The two can exist hand-in hand. Here are some details on this case. Back in September, 2008, an Alzheimer’s patient, Joan Boyce, checked in to Emeritus at Emerald Hills in Auburn. She checked out in December after developing bedsores. She died three months after moving out, with the sores listed as a significant condition leading to her death.
This should never have happened
During the trial, jurors learned Emeritus was more concerned with making a profit and growing the company than it was in providing the assisted living care that old people need. The Sacramento Bee reports an, “Emerald Hills resident nurse told a caregiver at Emerald Hills who first found the sores to ‘just don’t let anybody know,’ because the disclosure would have resulted in Mrs. Boice’s removal from the facility.” Removal would have meant an empty bed and loss of income.
Emeritus could have survived the lost revenue. They had $116 million profit last year and had paid no federal income taxes over the past three years. Emeritus was pushing to become the largest assisted living company. They were successful at that goal.
This is a risk you incur when you board mom at a larger assisted living company. You could end up with an organization that is preoccupied with its own growth at the expense of providing the assisted living care old people need. You need to know when a facility is being run correctly.
Use this checklist when visiting assisted living homes
I found http://lakewoodvillacarehome.com/assisted-living-in-sacramento/#correctly. They have a checklist that you should follow when looking for an assisted living home for mom.
- How many staff do you have? Make sure there is a healthy ratio of 4:1. Four residents to one staffer.

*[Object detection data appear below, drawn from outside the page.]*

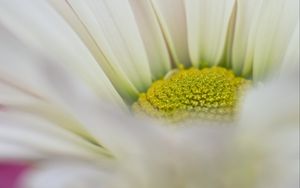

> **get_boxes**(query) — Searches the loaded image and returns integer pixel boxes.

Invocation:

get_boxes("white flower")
[0,0,299,188]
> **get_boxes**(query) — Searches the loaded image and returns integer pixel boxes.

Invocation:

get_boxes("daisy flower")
[0,0,299,188]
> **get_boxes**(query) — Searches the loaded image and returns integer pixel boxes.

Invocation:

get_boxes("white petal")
[232,0,262,75]
[233,0,299,81]
[185,0,235,67]
[281,21,300,73]
[129,0,171,79]
[150,0,190,65]
[21,160,112,188]
[0,0,130,101]
[53,0,151,91]
[0,110,108,160]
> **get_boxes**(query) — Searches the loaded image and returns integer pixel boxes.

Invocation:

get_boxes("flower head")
[0,0,299,188]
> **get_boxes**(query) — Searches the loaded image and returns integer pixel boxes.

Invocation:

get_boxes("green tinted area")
[132,67,250,122]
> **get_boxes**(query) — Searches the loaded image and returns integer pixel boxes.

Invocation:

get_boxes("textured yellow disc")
[132,67,250,122]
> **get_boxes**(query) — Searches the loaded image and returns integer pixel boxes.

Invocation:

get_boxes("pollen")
[132,67,250,122]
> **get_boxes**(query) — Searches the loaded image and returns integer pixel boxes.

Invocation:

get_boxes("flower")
[0,0,299,188]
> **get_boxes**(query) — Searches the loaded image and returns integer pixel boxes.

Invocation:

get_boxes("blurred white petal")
[185,0,235,67]
[0,0,125,104]
[50,0,151,91]
[233,0,299,81]
[23,160,111,188]
[129,0,171,80]
[150,0,190,66]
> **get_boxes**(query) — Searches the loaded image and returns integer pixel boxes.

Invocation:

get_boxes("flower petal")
[52,0,151,91]
[0,0,130,104]
[233,0,299,81]
[185,0,235,67]
[150,0,191,66]
[129,0,171,80]
[21,160,112,188]
[0,110,108,160]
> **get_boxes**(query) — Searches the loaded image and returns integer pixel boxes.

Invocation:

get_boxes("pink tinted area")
[0,162,29,188]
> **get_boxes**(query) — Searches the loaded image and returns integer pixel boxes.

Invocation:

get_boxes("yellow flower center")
[132,67,250,122]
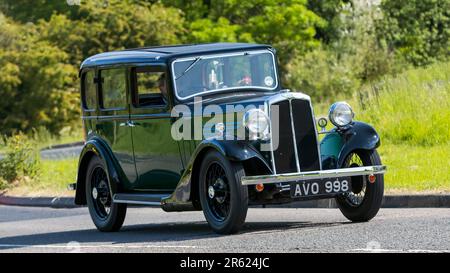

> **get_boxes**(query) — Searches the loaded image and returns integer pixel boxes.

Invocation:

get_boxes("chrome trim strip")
[241,165,386,185]
[266,102,277,174]
[289,99,301,172]
[113,199,161,207]
[309,101,322,170]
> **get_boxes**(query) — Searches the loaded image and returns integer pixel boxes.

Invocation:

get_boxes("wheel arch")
[320,121,381,169]
[75,139,120,205]
[163,140,272,211]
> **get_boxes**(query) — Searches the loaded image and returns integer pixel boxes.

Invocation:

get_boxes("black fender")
[337,121,381,166]
[75,137,120,205]
[162,139,272,211]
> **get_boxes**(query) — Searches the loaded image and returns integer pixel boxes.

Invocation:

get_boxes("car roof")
[80,43,272,70]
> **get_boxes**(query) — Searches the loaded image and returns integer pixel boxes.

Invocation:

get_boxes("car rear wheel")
[86,156,127,231]
[199,151,248,234]
[336,150,384,222]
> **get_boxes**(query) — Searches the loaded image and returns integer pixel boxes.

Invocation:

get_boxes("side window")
[82,70,97,110]
[100,69,127,109]
[133,67,167,107]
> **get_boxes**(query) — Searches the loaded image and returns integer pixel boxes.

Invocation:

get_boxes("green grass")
[378,144,450,193]
[315,63,450,193]
[352,62,450,147]
[0,125,83,153]
[4,158,78,196]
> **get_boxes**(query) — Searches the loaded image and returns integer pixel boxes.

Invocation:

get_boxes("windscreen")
[173,51,278,99]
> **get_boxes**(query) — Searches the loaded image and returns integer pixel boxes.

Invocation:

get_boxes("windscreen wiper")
[175,57,202,80]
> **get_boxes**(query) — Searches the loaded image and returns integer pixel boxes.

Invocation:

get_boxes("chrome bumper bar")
[241,165,386,185]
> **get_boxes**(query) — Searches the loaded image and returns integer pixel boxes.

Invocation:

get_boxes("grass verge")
[2,158,78,197]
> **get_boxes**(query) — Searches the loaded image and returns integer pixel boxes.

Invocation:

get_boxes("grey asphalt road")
[0,206,450,253]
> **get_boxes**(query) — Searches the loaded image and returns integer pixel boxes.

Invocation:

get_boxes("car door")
[95,67,137,190]
[130,64,183,192]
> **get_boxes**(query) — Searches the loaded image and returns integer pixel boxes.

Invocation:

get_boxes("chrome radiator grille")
[269,99,320,173]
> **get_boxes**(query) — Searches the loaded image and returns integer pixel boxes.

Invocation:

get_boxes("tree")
[163,0,326,81]
[38,0,184,66]
[0,14,79,134]
[377,0,450,66]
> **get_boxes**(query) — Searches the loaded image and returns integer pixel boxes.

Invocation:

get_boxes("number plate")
[291,177,352,198]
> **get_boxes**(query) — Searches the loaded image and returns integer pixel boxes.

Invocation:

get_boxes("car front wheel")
[336,150,384,222]
[199,151,248,234]
[86,156,127,231]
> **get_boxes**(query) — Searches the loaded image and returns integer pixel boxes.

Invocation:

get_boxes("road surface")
[0,206,450,252]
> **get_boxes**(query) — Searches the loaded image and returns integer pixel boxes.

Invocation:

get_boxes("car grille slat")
[271,100,297,173]
[270,99,320,173]
[292,100,320,172]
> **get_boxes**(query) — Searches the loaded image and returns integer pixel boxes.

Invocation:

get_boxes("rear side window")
[83,70,96,110]
[100,69,127,109]
[134,67,167,107]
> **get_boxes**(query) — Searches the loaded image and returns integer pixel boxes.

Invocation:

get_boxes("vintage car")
[72,43,386,234]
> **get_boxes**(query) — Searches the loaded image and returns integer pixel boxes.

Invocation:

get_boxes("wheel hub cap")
[208,186,215,199]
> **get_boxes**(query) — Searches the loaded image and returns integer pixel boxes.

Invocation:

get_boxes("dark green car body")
[75,43,380,211]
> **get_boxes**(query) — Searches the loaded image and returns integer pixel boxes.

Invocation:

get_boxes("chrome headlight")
[328,101,355,127]
[242,109,269,134]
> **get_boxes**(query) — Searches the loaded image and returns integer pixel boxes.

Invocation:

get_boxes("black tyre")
[336,150,384,222]
[199,151,248,234]
[86,156,127,231]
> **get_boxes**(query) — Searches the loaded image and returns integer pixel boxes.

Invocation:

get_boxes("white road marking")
[351,248,450,253]
[0,244,204,248]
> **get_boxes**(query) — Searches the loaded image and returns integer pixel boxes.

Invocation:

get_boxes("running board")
[113,193,170,207]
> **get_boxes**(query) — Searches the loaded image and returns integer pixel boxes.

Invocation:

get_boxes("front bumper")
[241,165,386,185]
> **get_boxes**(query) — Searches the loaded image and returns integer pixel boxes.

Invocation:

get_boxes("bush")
[352,63,450,146]
[286,46,360,101]
[376,0,450,66]
[0,134,40,184]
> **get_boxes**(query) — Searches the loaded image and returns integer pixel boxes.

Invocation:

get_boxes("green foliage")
[307,0,351,44]
[287,48,361,101]
[376,0,450,66]
[37,0,184,66]
[0,133,40,184]
[0,14,79,134]
[352,63,450,146]
[163,0,326,76]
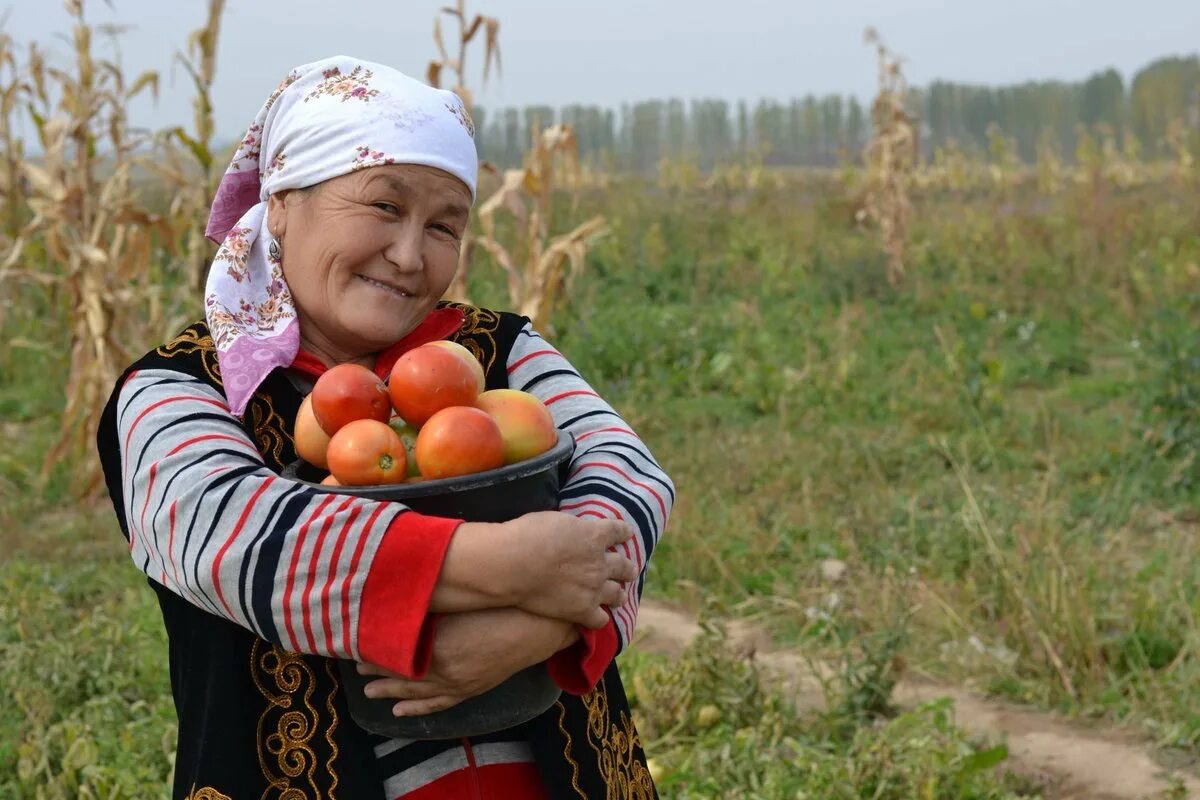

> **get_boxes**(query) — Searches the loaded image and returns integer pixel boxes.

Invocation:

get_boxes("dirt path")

- What are their backgrounds?
- How is staff trained? Training is mandated at the State level. Certifications and licenses should hang on the wall.
- How long have you been in the business? The administrator should provide that answer.
- What references do you have? The administrator should be able to provide some.
Just because mom needs an assisted living environment does not mean you can drop her off and assume all will be well. You have to monitor mom’s care and the assisted living home where she resides. Mom deserves a place where she can feel safe, warm and loved. Most provide that environment. Some, unfortunately, create a blemish for the industry as a whole.